Blessed Are the Poor.

It’s true that the gospel of Luke records Jesus as saying, “Blessed are you who are poor” – period. In Luke’s Beatitudes, Jesus simply blesses the poor, and the further categorization of “in spirit” is omitted. In Luke, Jesus blesses the poor without reference to what kind of poverty it is. The truth is this: Jesus meets us at our point of poverty, not our place of strength. If we want to position ourselves to receive Christ’s blessing, we must identify an area of need and cry out for grace from there. If we think we have no area of weakness, need, or poverty, we essentially have no need for Jesus. This is why in the Book of Revelation Jesus condemns the people in the church of Laodicea for arrogantly confessing, “I am rich, I have prospered, and I need nothing.” They were essentially saying, “Thank you very much, Jesus, but I really don’t need you right now because I’m not poor.” So be it. Jesus has no blessing for them. The grace of Christ is perfected in weakness and poverty, not in strength and wealth. As Mary said of Messiah in her prophetic Magnificat, “He has filled the hungry with good things but has sent the rich away empty.” This is the spirit of the first beatitude – and to the poor it is beautiful.

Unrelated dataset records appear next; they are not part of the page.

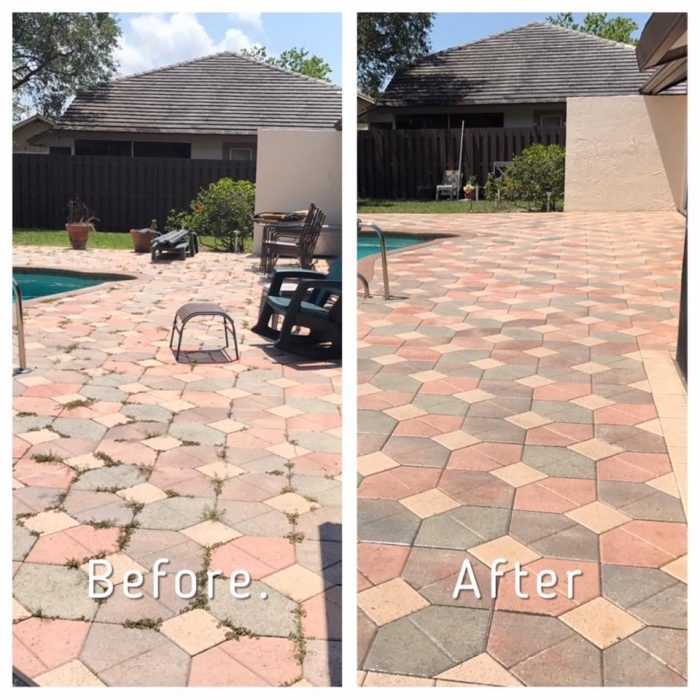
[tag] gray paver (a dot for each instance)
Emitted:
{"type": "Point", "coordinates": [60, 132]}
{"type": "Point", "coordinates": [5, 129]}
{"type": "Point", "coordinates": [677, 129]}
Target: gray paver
{"type": "Point", "coordinates": [627, 665]}
{"type": "Point", "coordinates": [175, 513]}
{"type": "Point", "coordinates": [271, 616]}
{"type": "Point", "coordinates": [192, 432]}
{"type": "Point", "coordinates": [79, 428]}
{"type": "Point", "coordinates": [627, 586]}
{"type": "Point", "coordinates": [463, 527]}
{"type": "Point", "coordinates": [55, 590]}
{"type": "Point", "coordinates": [22, 541]}
{"type": "Point", "coordinates": [108, 645]}
{"type": "Point", "coordinates": [323, 663]}
{"type": "Point", "coordinates": [122, 476]}
{"type": "Point", "coordinates": [165, 665]}
{"type": "Point", "coordinates": [385, 521]}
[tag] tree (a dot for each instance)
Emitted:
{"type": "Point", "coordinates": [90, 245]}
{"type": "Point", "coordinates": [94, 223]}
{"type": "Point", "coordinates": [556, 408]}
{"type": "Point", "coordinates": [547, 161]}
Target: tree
{"type": "Point", "coordinates": [616, 28]}
{"type": "Point", "coordinates": [539, 169]}
{"type": "Point", "coordinates": [54, 54]}
{"type": "Point", "coordinates": [294, 59]}
{"type": "Point", "coordinates": [386, 41]}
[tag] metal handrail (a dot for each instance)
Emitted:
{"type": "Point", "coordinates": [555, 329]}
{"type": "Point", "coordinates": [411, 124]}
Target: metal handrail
{"type": "Point", "coordinates": [19, 322]}
{"type": "Point", "coordinates": [382, 250]}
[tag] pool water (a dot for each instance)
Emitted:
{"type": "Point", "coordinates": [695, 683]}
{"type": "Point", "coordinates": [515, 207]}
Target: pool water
{"type": "Point", "coordinates": [35, 283]}
{"type": "Point", "coordinates": [368, 242]}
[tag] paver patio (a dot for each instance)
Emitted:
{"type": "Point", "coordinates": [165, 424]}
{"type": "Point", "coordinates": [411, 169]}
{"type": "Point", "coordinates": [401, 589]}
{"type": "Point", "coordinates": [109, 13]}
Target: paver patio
{"type": "Point", "coordinates": [517, 400]}
{"type": "Point", "coordinates": [122, 453]}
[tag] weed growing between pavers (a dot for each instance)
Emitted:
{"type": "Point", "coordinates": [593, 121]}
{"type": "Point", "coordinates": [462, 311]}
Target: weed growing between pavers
{"type": "Point", "coordinates": [78, 403]}
{"type": "Point", "coordinates": [299, 639]}
{"type": "Point", "coordinates": [145, 623]}
{"type": "Point", "coordinates": [127, 532]}
{"type": "Point", "coordinates": [106, 459]}
{"type": "Point", "coordinates": [45, 457]}
{"type": "Point", "coordinates": [201, 599]}
{"type": "Point", "coordinates": [235, 631]}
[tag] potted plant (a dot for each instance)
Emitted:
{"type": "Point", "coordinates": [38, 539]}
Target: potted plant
{"type": "Point", "coordinates": [143, 237]}
{"type": "Point", "coordinates": [470, 188]}
{"type": "Point", "coordinates": [79, 223]}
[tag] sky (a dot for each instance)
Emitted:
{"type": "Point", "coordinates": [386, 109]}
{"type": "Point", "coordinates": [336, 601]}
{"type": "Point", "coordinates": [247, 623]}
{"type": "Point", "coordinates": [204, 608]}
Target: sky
{"type": "Point", "coordinates": [454, 29]}
{"type": "Point", "coordinates": [154, 40]}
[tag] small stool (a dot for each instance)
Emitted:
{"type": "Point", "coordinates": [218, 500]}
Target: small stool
{"type": "Point", "coordinates": [188, 311]}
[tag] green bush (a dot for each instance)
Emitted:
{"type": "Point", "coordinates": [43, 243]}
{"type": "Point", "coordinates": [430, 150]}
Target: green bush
{"type": "Point", "coordinates": [535, 171]}
{"type": "Point", "coordinates": [224, 210]}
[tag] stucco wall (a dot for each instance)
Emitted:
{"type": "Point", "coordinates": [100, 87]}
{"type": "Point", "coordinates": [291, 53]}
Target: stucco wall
{"type": "Point", "coordinates": [625, 153]}
{"type": "Point", "coordinates": [296, 167]}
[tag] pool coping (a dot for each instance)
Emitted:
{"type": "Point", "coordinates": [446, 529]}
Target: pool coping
{"type": "Point", "coordinates": [112, 278]}
{"type": "Point", "coordinates": [366, 265]}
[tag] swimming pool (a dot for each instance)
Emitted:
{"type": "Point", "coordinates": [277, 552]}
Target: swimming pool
{"type": "Point", "coordinates": [42, 282]}
{"type": "Point", "coordinates": [368, 242]}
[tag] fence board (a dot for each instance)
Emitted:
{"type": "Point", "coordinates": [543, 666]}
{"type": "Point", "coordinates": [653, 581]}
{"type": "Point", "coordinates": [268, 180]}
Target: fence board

–Brian Zahnd, Beauty Will Save the World, p. 190-191

Photo: South Riding, Virginia, August 16, 2025

Becoming Lowly

On the last night of his life, at his last supper, Jesus puts into words what we’ve seen throughout the entire Gospel. This is what he’s done in befriending outsiders and outcasts, in seeking to lift up the lowly. He came as a servant-king. Everything we’ve seen to this point in the Gospel is a picture of Jesus doing what finally now he puts into words. He gave himself to love, heal, and care for the broken and hurting. He sought to show mercy and grace to the marginalized and those far from God. He came to see those who were often overlooked or unseen. And if he did that for us, as his disciples this must be our posture and the mission we are called to as well. This is what it means to be his disciple: we follow him, and we lift up the lowly.

Lifting up the lowly requires becoming lowly. Greatness is defined by lowering ourselves and serving others. In our world, this is utterly countercultural, but it is absolutely the culture of the Kingdom.

If the disciples, who spent three years with Jesus, were still focused on status and power at the Last Supper, it should not surprise us that we struggle with those same things at times as well. But nearly every one of the conversations Jesus had over his final week were on this same theme. He encouraged a rich young ruler to lay down the source of his status. He blessed and healed a blind beggar. He befriended a wealthy and powerful tax collector who gave up half of what he had to the poor. He praised the poor widow while castigating the powerful and status-loving religious elite. “The greatest among you must become like a person of lower status and the leader like a servant” (Luke 22:6).

–Adam Hamilton, Luke: Jesus and the Outsiders, Outcasts, and Outlaws, p. 107

Photo: pink Mandevilla flowers, August 6, 2025.

Love Is Stronger

If you feel any rising despair, repeat to yourself that love is stronger, love is stronger, love is stronger than any undoing. If you’re feeling any sense of despair, consider writing it on a sticky note and putting it on the mirror. Pain makes us forget that we are never alone.

–Kate Bowler, Have a Beautiful, Terrible Day, p. 67

Photo: International Rose Test Garden, Portland, Oregon, June 18, 2025

Start with Humility

I would go so far as to say that any worship service that does not begin with a sincere and plaintive kyrie eleison had best be very careful. The plea for mercy at the beginning of many Christian worship services is a statement and a warning that we are moving onto holy ground. We most likely do not know what we are talking about when we speak of God, so we’d best start with humility. We all and forever need mercy. One wonders what our theologies and worship would look like if we always began with an honest statement of our not knowing the real nature of holy mystery.

— Richard Rohr, The Tears of Things, p. xix

Photo: Blackwater Falls, West Virginia, July 6, 2025.